Yeah, solderless breadboard is pretty hopeless for high speed. It has bad parasitics of all types: parasitic capacitance, parasitic inductance, leakage currents, contact resistance, and crosstalk. You can prototype a lot of stuff on it, but if you are trying to go for high speed you will be completely dominated by the breadboard. An etched copper clad board or a well done perfboard will be much better.
Another big issue is the off-board wiring. The maximum toggle rate is basically limited by the capacitance you have to charge. The device has a certain internal capacitance that gives you a baseline, but anything you add on top of that will slow things down. 30 cm of twisted pair wiring will add about 20 picofarads of load. You can get around this by using transmission lines terminated in the characteristic impedance, but many logic gates don't have enough output current to drive a 50 ohm coax. One trick is to use a hex inverter with 3 gates wired in parallel. They will have no problem driving 50 ohms, although you need really good supply bypassing here.
You will have the same problem with the input signal, depending on your signal source. Function generators will be designed to drive a 50 ohm terminated transmission line, but do you have one fast enough?
So what I would recommend is to make a small PCB with a ring oscillator (an odd number of inverters connected in a ring) with the output then connected to a ripple counter used as a divide by 64 counter (i.e., tap the 6th bit). You can now measure with a cheap scope or frequency counter how the supply voltage affects the oscillation frequency. That will basically be related to the propagation delay through the inverters. You can then dunk it in liquid nitrogen and see how the output frequency vs. voltage curve changes. This won't necessarily tell you the fastest toggle frequency possible, but it should tell you if the device gets 10% faster. Since the only signal leaving the board is the DC voltage and the divided signal that is < 10 MHz, you should have no problems with cable loads.

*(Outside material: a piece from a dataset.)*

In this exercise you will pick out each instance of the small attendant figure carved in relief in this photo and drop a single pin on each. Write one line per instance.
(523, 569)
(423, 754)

It may take some experimentation. You might need to use a separate fixed supply for the frequency divider and a variable supply for the counter. You might need to capacitively couple the signal (you will then need a voltage divider to bias the voltage to the counter at mid-supply). You might try mixing logic families: for instance put a 74AC series ring oscillator with a 74HC series counter.
Record what you do and let us know the results.